A situação internacional é marcada, em terceiro lugar, pela intensificação dos conflitos


intercapitalistas. No plano interno aos países ou no plano internacional, isto pode implicar
em redistribuição do poder entre os diferentes Estados e setores sociais (GUIMARÃES,
2013).

A situação internacional é marcada, em quarto lugar, pelo declínio da hegemonia dos


Estados Unidos (e, de maneira geral, pelo esgotamento da “capacidade de governança” das
chamadas instituições de Bretton Woods), bem como pelas tentativas que os EUA fazem
para tentar reverter este declínio (SMITH, 2008).

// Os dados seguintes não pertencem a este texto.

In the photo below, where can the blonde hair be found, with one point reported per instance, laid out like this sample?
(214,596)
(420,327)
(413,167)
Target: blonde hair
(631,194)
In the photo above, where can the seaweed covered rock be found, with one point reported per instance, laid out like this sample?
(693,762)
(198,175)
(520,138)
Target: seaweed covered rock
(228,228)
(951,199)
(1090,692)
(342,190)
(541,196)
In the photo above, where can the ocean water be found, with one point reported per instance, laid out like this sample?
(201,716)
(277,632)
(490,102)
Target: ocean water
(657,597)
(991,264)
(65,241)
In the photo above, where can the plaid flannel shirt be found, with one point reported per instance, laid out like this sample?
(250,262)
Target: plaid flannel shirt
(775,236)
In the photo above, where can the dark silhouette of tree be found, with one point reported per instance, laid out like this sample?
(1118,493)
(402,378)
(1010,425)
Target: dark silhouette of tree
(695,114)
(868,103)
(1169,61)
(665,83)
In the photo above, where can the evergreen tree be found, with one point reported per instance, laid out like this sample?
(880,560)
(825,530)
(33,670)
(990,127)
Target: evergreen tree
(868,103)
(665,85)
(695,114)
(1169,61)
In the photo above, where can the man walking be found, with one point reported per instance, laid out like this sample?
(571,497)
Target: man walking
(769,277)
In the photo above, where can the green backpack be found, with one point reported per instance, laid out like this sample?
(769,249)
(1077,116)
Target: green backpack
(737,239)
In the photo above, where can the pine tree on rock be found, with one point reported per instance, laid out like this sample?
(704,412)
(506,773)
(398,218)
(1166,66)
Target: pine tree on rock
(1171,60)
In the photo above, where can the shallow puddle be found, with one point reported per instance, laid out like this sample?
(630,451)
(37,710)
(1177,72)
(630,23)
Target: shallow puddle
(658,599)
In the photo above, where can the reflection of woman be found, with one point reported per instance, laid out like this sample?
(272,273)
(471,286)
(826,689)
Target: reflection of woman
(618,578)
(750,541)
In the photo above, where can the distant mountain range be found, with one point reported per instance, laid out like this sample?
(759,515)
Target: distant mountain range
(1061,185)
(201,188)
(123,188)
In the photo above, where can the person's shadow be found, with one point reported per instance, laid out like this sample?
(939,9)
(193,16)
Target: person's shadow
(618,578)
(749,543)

Uma quinta característica da situação internacional é a busca que outros Estados fazem
para estabelecer uma nova hegemonia, de tipo análogo ou diverso. Uma sexta
característica, resultante das anteriores, é a formação de blocos e instituições com
finalidades essencialmente defensivas (VISENTINI, 2013).

Este conjunto de características (ou variáveis) aponta para um período mais ou menos
prolongado de instabilidade internacional, bem como para o surgimento de “soluções”
intermediárias, temporárias e ineficazes.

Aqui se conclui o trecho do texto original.